I noticed that docker images may be large because of keeping pip cache in /root/.cache/pip
. I know I can remove this directory after all my dependencies are installed in my docker image. What I'm not sure is how this relates to docker's BuildKit which allows quicker installation by using cache. Are these two somehow related? So if I'd like to benefit from BuildKit is it safe to remove /root/.cache/pip
? My question is motivated by heavy python dependencies like torch and nvidia which may occupy few GB. Removing pip cache may decrease the size of the image by 2-3 GB.
The better solution here is to not cache the packages in the first place (you're not going to need them anyway; the image build process won't benefit from them unless you're doing something terrible).
The simplest solution is to just pass --no-cache-dir
to your pip
invocations, and it won't cache the packages to disk in the first place. Alternatively, you can drop a pip.conf
containing:
[global]
no-cache-dir = True
to /etc/pip.conf
in the container to disable it globally (without needing to pass the switch each time). Note that if your image ships with a version of pip
prior to 19.0.1 the pip.conf
solution is buggy; if that's the case, you can use --no-cache-dir
command line switch manually to update pip
to a post-19.0.1 version, then modify /etc/pip.conf
to add the extra line if needed.
Bonus: You may want to expand the pip.conf
to:
[install]
compile = no
[global]
no-cache-dir = True
where the compile = no
tells pip
not to compile the Python source files to bytecode on install; the benefit of pre-compiled bytecode is (slightly) faster startup, but by bloating your image, it will take longer to download/run it, so the cost to the Docker layer outweighs any savings for Python launch itself.
Lastly, add:
ENV PYTHONDONTWRITEBYTECODE=1
to your Dockerfile
(can be combined with other ENV
settings to avoid extra layers) near the top of the file.

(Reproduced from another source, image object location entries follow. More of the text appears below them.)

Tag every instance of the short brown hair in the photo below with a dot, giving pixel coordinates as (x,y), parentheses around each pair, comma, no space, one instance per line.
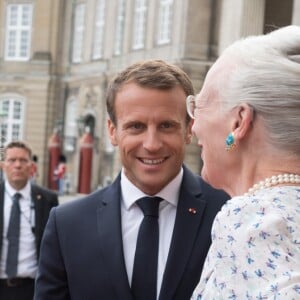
(156,74)
(17,144)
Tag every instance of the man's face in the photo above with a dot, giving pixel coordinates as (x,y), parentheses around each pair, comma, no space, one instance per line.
(17,167)
(151,133)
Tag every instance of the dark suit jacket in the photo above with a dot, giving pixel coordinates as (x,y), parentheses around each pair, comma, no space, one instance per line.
(82,251)
(43,201)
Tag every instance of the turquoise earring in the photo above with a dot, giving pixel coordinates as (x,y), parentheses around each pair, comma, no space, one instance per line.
(230,141)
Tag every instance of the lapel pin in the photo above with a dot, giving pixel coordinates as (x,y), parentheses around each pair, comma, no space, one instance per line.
(192,210)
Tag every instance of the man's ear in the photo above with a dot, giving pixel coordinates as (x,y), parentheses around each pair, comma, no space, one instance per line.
(112,132)
(243,120)
(188,136)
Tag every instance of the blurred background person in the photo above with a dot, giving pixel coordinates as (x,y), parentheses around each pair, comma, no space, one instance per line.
(247,122)
(60,174)
(24,210)
(34,169)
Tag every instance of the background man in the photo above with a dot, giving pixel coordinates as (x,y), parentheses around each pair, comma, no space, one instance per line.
(19,250)
(92,247)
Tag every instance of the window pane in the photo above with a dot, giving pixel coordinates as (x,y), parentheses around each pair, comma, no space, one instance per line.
(78,33)
(99,29)
(165,21)
(18,31)
(11,122)
(120,27)
(139,28)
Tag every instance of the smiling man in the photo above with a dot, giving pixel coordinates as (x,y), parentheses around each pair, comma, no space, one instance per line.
(94,248)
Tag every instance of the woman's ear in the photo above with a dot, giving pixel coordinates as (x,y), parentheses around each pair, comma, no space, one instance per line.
(243,122)
(112,132)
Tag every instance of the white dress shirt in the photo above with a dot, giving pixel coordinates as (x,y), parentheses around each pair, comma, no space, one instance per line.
(27,258)
(132,217)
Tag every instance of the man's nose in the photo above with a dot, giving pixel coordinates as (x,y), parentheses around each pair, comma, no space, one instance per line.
(152,140)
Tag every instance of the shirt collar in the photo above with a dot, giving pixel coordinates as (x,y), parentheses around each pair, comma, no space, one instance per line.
(25,191)
(170,193)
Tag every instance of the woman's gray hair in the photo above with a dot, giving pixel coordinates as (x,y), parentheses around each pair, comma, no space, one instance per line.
(266,75)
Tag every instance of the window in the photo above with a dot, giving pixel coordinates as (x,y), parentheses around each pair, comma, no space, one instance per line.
(70,125)
(99,29)
(11,120)
(165,21)
(139,29)
(78,33)
(119,37)
(18,31)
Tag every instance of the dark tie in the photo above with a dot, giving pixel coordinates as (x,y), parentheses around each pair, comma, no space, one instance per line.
(144,276)
(13,234)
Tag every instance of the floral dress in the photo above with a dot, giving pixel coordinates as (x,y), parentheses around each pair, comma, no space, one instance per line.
(255,251)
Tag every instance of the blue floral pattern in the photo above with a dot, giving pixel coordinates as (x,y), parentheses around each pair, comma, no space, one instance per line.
(255,251)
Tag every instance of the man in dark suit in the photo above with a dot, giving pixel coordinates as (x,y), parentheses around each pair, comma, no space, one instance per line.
(33,204)
(89,248)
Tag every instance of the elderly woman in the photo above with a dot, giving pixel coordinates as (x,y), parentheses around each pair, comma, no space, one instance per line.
(247,123)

Where the pip.conf
prevents compiling/writing bytecode on install, the environment variable prevents writing them at runtime (which would be a pointless exercise; when the container exits, the bytecode would be lost anyway), and since "runtime" includes runs of pip
itself to install new packages, you want to avoid any of pip
's dependencies being compiled to bytecode in those layers.